The stage was bare except for two chairs and a small table, on top of which was a pitcher of water and two glasses. The talk's moderator, New Yorker Fiction Editor Deborah Treisman, sat on the one side. Haruki Murakami, his legs crossed, sat on the other. He was wearing a creamy beige suit over a white t-shirt so washed-faded the Tide laundry detergent brand in the centre of his chest was almost as white as the T-shirt itself.
His shoes, like a narrator from one of his novels, were red, also tremendously faded, sneakers.
His hands were in his lap and he spent much of the afternoon's talk looking down at them. When he looked up, to punctuate a point, say, you saw the full colour in his cheeks. He is in his late fifties, but all his marathon running and highly, highly disciplined life show in his glow. He looked healthy, happy. You don't get the sense this man knocks back Bukowskian quantities of cheap booze.
If Murakami drinks, (he does; read his first ten novels), he drinks the good stuff and he doesn't overdo it. If he's self-assured it's the good kind, the confident kind. None of that arrogant stuff.
You can't fake humility. Murakami was the self-effacing real deal, and this is a guy touted to win the Nobel Prize. It's not that he is so daft as to not realize how big a literary celebrity he is. But nor did he do as I'd seen Jhumpa Lahiri do at a New Yorker festival event two days earlier - so overwhelmed by her fame as to selfishly reject it, seeming to play that celebrity 'I hate that you love me' game.
Murakami wasn't rejecting anyone's thanks. Instead he was warmly receptive to it, like Audrey Hepburn's Roman Holiday princess saying "thank you" in that gloriously warm and generous way of hers.
I previously posted the New Yorker blog piece about Murakami's talk , thrilled as I was to be mentioned in it (I'm the Canadian).

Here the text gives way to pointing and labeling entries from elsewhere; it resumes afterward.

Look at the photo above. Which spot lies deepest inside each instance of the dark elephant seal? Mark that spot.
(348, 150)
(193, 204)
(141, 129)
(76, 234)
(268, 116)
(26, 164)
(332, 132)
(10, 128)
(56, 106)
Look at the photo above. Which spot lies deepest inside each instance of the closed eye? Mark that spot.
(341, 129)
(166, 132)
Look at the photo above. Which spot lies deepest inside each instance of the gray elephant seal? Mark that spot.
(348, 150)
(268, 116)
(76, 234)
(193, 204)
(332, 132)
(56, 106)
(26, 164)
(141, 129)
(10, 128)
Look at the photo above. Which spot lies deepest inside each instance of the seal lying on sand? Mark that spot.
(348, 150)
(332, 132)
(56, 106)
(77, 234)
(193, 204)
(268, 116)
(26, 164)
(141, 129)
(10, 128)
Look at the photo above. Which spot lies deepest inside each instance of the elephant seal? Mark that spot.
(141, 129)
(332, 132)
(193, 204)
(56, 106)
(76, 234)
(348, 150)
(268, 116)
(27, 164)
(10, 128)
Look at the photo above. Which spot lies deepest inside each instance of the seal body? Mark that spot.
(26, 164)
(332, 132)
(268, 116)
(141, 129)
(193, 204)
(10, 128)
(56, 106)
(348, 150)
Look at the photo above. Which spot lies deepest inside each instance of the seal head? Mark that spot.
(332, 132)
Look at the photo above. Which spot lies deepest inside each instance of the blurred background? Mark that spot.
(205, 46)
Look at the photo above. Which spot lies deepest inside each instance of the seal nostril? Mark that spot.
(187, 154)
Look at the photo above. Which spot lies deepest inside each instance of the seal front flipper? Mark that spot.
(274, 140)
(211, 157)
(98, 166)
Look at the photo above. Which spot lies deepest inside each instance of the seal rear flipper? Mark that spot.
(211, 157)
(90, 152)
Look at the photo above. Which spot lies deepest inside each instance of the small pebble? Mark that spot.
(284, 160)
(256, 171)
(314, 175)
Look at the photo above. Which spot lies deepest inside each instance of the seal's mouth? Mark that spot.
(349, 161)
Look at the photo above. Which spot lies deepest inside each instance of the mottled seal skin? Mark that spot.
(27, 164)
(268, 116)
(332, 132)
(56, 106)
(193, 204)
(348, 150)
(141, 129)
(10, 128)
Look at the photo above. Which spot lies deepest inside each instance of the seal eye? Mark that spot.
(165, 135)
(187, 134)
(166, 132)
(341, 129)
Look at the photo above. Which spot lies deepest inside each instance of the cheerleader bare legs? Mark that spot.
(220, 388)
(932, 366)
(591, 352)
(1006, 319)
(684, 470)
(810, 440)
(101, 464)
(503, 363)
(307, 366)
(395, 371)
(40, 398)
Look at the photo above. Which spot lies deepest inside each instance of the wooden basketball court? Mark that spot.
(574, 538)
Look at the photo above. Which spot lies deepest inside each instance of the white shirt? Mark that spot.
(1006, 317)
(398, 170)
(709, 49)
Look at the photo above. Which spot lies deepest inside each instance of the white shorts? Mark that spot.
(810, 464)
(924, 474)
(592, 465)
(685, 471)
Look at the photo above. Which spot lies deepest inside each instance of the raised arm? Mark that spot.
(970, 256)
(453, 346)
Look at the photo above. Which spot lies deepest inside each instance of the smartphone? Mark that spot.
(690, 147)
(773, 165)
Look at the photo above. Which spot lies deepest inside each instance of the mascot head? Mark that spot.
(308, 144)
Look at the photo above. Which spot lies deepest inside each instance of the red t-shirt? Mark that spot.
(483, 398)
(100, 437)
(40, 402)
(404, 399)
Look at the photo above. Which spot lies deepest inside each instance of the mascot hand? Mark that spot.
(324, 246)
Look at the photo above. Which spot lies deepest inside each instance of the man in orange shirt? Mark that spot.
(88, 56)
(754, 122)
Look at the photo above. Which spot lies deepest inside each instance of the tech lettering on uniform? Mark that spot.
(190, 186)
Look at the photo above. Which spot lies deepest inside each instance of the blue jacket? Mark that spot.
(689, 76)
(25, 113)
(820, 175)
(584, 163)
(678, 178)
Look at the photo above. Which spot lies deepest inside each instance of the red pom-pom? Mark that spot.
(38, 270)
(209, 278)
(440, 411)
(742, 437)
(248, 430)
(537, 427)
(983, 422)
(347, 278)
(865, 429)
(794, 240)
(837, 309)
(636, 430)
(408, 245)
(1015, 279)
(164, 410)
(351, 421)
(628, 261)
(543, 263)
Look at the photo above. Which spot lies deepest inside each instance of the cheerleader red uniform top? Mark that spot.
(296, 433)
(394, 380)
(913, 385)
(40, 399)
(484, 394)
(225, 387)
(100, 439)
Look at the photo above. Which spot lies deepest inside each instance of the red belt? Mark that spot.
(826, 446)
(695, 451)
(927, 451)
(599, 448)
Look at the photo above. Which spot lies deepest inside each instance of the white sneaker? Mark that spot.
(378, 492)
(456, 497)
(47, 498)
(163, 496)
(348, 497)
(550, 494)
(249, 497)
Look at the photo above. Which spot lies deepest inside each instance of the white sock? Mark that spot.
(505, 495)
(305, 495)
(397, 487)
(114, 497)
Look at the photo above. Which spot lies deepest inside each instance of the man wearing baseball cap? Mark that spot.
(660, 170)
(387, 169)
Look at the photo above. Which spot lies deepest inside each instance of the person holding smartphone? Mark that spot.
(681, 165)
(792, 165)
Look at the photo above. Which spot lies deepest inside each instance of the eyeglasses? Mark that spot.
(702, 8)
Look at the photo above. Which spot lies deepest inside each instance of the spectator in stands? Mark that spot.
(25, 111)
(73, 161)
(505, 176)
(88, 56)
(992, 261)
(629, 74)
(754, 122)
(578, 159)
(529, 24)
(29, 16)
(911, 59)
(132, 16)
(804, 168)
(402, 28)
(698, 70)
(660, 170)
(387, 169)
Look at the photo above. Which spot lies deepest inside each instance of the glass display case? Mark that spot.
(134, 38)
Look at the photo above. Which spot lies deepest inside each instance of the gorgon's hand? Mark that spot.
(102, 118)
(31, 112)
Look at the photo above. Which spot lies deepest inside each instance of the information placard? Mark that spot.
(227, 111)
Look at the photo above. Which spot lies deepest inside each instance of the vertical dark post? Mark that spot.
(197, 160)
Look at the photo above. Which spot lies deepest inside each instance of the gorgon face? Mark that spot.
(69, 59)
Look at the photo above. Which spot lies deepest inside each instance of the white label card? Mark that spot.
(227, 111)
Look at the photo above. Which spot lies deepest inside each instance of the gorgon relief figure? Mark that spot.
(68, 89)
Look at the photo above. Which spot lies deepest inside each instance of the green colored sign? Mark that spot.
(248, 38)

While it highlighted many of the anecdotal threads of wisdom the famous novelist had to give, it couldn't cover all the talk had to offer.
It mentioned Murakami outlining harmony as one of the essential elements in his fiction. What wasn't mentioned was the balance this man gives off not just in his prose but in his presence, the way he sits, the way he takes his time to think over a question; a long time before he will start to speak; an act he also is in no rush to babble through. Murakami doesn't babble.
This guy who drinks little, is early to bed and obscenely early (as early as 3am) to rise, described all of his working endeavours, including writing, translating and revising, as fun! That he used the word 'fun' was mentioned in the blog. What wasn't was how childlike sincere he came across when saying it, or the number of times he said it (I've no idea, but it was a lot.)
One final addition to the online New Yorker piece was an audience member's astute observation that reading Murakami is a calming experience. Perhaps that explains why so many fans read not one but all of the guys novels. This not to say his stories are without their darkness. They almost all delve deeply down the dark well. Yet even in the digging there remains a seemingly contradictory serenity. Murakami so embodies a spiritual calm it all but changed the way we audience members breathed for a couple hours of a Sunday afternoon (I don't even think I'm exaggerating). Though he never discusses religion, and as far as I know is not in any way a religious man or even affliated with any religion, I think his grandfather was a Buddhist priest. This seems pertinent.
Speaking of Buddhism, I doubt I am the only person to walk away from watching their favourite living writer wishing that they too could diminish their ego to that degree.